Monksilver History

The History of Monksilver

Monksilver is a pretty village on the eastern fringe of the Brendon Hills, between Watchet and Wiveliscombe. The village is so small that it has the distinction of the smallest parish council in Somerset.

The village name has nothing to do with silver; it comes from the Latin ‘silva’, meaning woodland, so the name really means ‘Monk’s Wood’. The monks in question came from the Priory at Goldcliff in Monmouthshire, founded in the early 12th century by Robert and Isabella de Chandos.

Henry I persuaded Robert de Chandos to grant his new priory to the powerful Abbey of Bec in Normandy, and it is possible that masons from Bec were responsible for some of the stonework of Monkslver’s 12th-century parish church.

The church, dedicated to All Saints, stands on a rise over Front Street in the centre of the village. The historical highlight inside the church is a set of outstanding medieval bench ends carved with figures of animals, birds, foliage designs, and a pagan Green Man symbol.

The church also boasts one of just 21 wooden eagle lectern is England. Near the altar is a richly carved stone altar table that may have been used as an Easter Sepulchre.

The village has a history as a centre for cloth-making, and that heritage survives in local field names.

Near the church is the Notley Arms Inn, a historic pub. The pub as we see it today is a result of a 19th-century restoration but the building itself is much older.
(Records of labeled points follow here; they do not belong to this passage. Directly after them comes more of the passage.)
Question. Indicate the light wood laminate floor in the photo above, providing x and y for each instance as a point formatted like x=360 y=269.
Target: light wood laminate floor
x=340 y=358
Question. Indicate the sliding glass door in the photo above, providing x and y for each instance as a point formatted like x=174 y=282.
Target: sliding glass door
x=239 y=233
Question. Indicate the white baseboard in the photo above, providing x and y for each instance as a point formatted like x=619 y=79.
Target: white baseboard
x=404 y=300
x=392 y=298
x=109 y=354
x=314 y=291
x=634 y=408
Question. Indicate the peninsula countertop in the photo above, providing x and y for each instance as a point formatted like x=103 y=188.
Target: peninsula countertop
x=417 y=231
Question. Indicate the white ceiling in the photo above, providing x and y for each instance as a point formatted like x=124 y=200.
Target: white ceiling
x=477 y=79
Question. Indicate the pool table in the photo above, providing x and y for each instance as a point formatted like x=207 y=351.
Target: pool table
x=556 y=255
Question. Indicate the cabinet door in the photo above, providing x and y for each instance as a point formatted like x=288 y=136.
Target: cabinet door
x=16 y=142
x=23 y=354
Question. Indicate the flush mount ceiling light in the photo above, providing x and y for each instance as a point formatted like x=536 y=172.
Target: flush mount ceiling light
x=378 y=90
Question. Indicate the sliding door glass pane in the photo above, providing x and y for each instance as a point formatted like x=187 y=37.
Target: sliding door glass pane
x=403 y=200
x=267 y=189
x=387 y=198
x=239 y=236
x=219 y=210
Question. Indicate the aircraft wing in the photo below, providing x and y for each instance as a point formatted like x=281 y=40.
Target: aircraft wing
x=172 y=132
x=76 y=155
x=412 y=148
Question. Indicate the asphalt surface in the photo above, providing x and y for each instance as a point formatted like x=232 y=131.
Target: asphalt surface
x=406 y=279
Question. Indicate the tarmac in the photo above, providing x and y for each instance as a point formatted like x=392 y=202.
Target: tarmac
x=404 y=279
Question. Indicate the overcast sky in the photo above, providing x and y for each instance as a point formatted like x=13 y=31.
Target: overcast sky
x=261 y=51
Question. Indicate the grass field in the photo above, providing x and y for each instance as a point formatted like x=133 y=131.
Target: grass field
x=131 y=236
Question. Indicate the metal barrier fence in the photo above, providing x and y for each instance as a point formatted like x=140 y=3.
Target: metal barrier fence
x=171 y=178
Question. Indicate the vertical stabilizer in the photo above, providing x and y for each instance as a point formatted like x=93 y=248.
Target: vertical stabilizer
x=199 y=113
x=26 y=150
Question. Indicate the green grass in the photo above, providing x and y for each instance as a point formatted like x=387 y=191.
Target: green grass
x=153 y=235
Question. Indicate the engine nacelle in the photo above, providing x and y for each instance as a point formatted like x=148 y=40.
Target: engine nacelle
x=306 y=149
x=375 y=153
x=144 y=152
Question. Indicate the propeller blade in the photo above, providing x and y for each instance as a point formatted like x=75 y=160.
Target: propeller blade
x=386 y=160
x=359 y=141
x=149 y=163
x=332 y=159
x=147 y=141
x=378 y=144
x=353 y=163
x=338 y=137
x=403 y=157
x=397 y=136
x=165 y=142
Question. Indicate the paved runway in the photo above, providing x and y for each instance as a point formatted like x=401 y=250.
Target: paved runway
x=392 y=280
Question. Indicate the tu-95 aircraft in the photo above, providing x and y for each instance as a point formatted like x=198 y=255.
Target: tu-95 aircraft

There are 15 listed buildings in Monksilver including Half Moon Cottage on Front Street, a thatched cottage of medieval origin that once served as an inn. The cottage as we see it today is largely 16th century with 17th-century alterations. The building was recorded as the Ram Inn in 1675 and by 1785 had changed its name to the Half Moon Inn. It became a private dwelling around 1860 when the Notley Arms was rebuilt and became the village pub.

Also on Front Street is The Old Post Office, a thatched cottage dating to the early 17th century. The building served as the local village shop and post office from the early 19th century until the late 20th century when it became a private dwelling.

On Back Way is Criddle’s Farmhouse, built in the early 17th century, and the corner of High street and Front Street is one of the oldest houses in Monksilver, a cottage called Wayside, built in the 16th century as a farmhouse and now a private dwelling.

These are just a few of the attractive older houses you can spot on a stroll around the village.

Just south of Monksilver is Combe Sydenham Hall, a Tudor manor house built in 1580 by Sir George Sydenham, hosting artefacts associated with Sir Francis Drake, who married Sir George’s daughter Elizabeth. The wedding is thought to have taken place at All Saints Church in Monksilver.

Also nearby is Cleeve Abbey, a wonderfully-preserved medieval monastery with a superb collection of medieval floor tiles, a 13th-century dormitory for the monks, and a beautiful refectory with an angel roof.